Robert Desoille, a French engineer, psychotherapist, and creator of the concept of the "directed daydream," was born on May 29, 1890, in Besançon, France, and died on October 10, 1966, in Paris. Born into a family of military officers, Desoille studied engineering as a young man. In 1923 E. Caslant initiated him into an experimental technique of mental imaging, which he felt had psychoanalytic applications. He worked out his theory over the course of seven volumes.

In Exploration de l'Affectivité Subconsciente par la Méthode du Rêve-éveillé [Exploration of subconscious emotions using directed daydreams] (1938), he studied the relationship between symbolism, invention, and memory, demonstrating the advantages of his method for exploring sublimation. He built on the work of Pierre Janet, Sigmund Freud, Carl Gustav Jung, and Roland Dalbiez.

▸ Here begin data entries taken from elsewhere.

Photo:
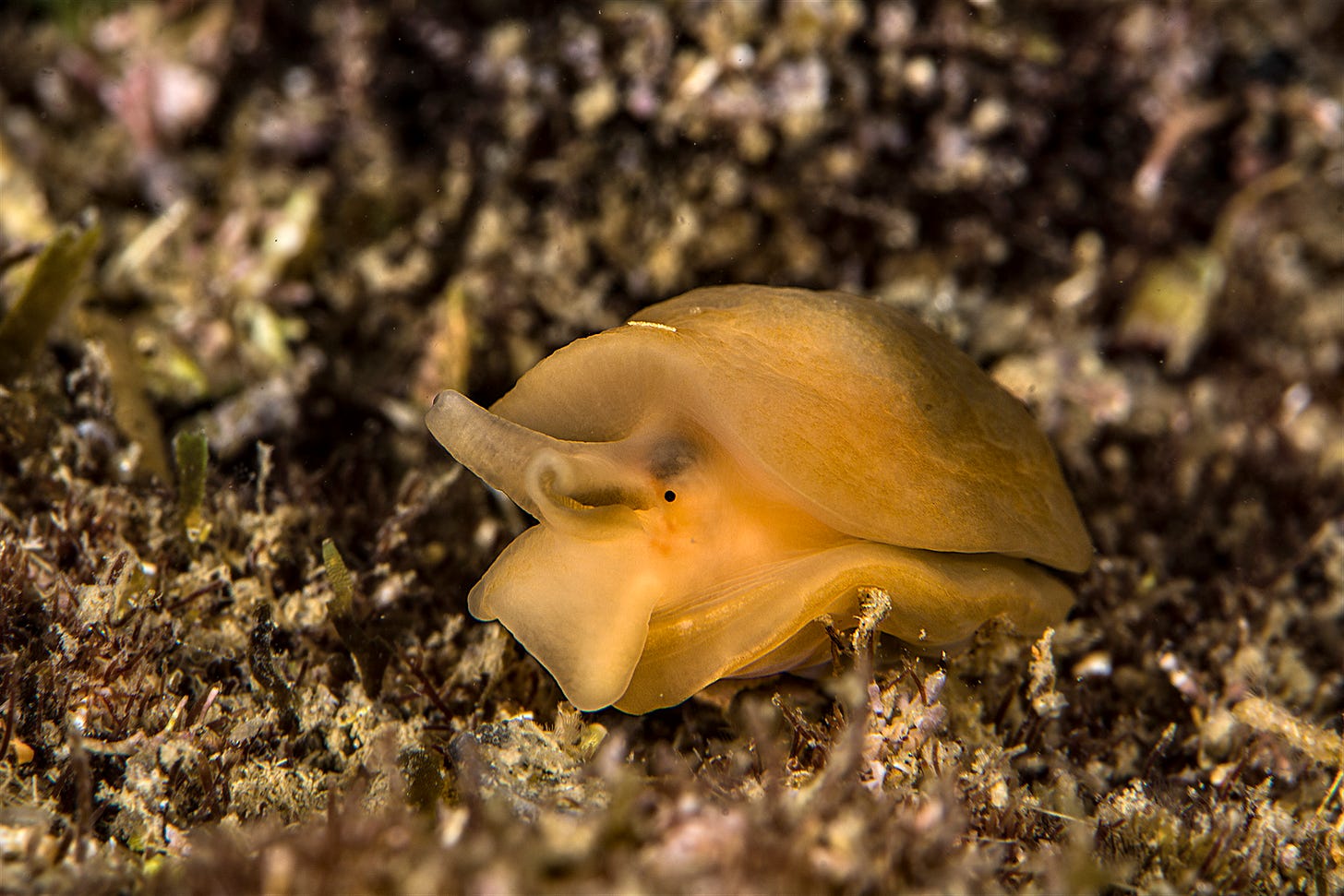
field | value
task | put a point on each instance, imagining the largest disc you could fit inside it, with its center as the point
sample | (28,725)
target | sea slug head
(726,468)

In Le Rêve-éveillé en Psychothérapie (The directed daydream in psychotherapy; 1945), he made reference to Jung's collective unconscious. For him, the psyche consists of two poles: the Freudian id and the self, which consists of the limit of what sublimation can obtain. The conscious ego shifts between the id and the self as a possible representation. In the directed daydream, transference is expressed and resolved.

In Théorie et Pratique du Rêve-éveillé Dirigé (Theory and practice of the directed daydream; 1961), Desoille moved toward a "rational psychotherapy" and developed a Pavlovian conception of neurosis. Through the directed daydream, he held, poorly adapted reflexes are dissolved and new dynamic stereotypes are formed, initially in the imagination.

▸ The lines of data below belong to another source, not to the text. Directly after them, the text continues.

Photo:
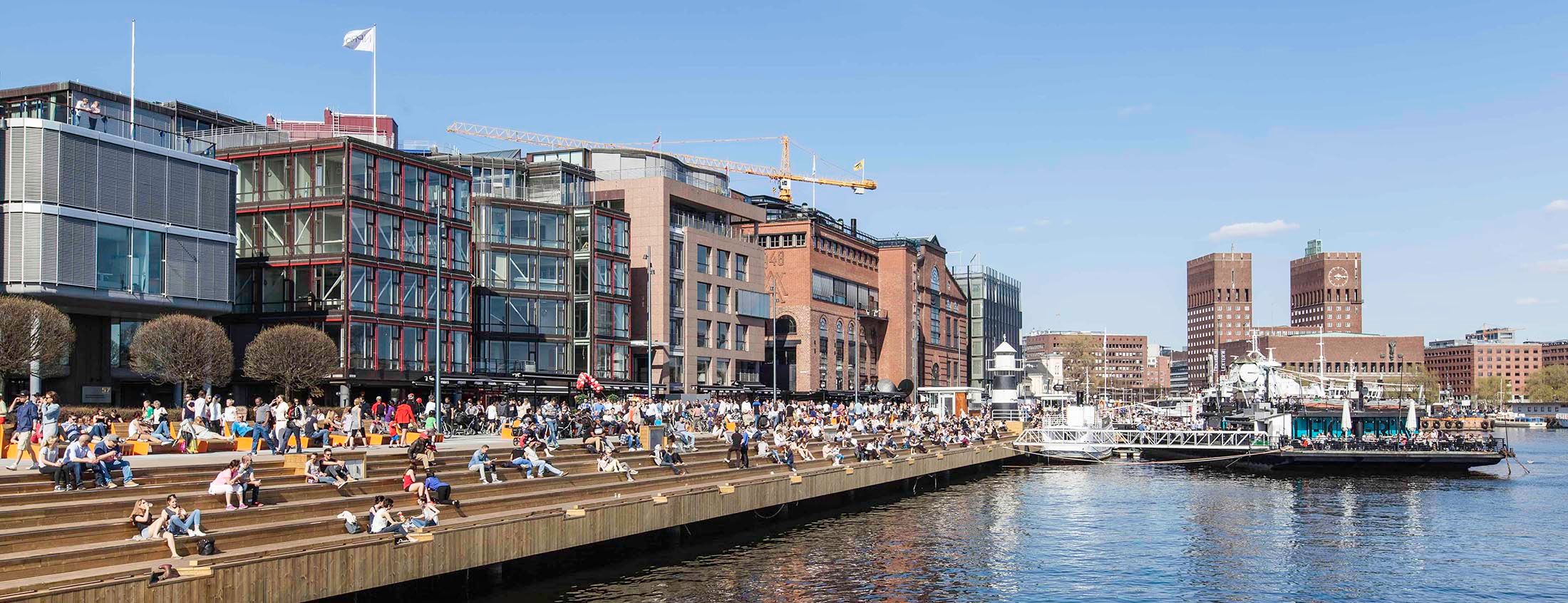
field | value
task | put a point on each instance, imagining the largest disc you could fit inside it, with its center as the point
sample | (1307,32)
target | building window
(120,337)
(129,259)
(701,370)
(676,331)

Upon its appearance a number of authors—including Charles Baudouin, Gaston Bachelard, Juliette Favez-Boutonier, Françoise Dolto, and Daniel Lagache—took an interest in Desoille's work. Moreover, it has continued to generate commentary and further analysis since its introduction.

Bibliography

Desoille, Robert. (1938). Exploration de l'affectivité subconsciente par la méthode du rêve-éveillé: sublimation et acquisitions psychologiques. Paris: J. L. d'Artrey.

——. (1945). Le rêve-éveillé en psychothérapie: essai sur la fonction de régulation de l'inconscient collectif. Paris: Presses universitaires de France.

——. (1961). Théorie et pratique du rêve-éveillé-dirigé. Geneva: Mont-Blanc.

——. (1971). Marie-Clotilde. Une psychothérapie par le rêve-éveillé-dirigé: un cas de névrose obsessionnelle. Paris: Payot.

——. (1973). Entretiens sur le rêve-éveillé-dirigé en psychothérapie. Paris: Payot.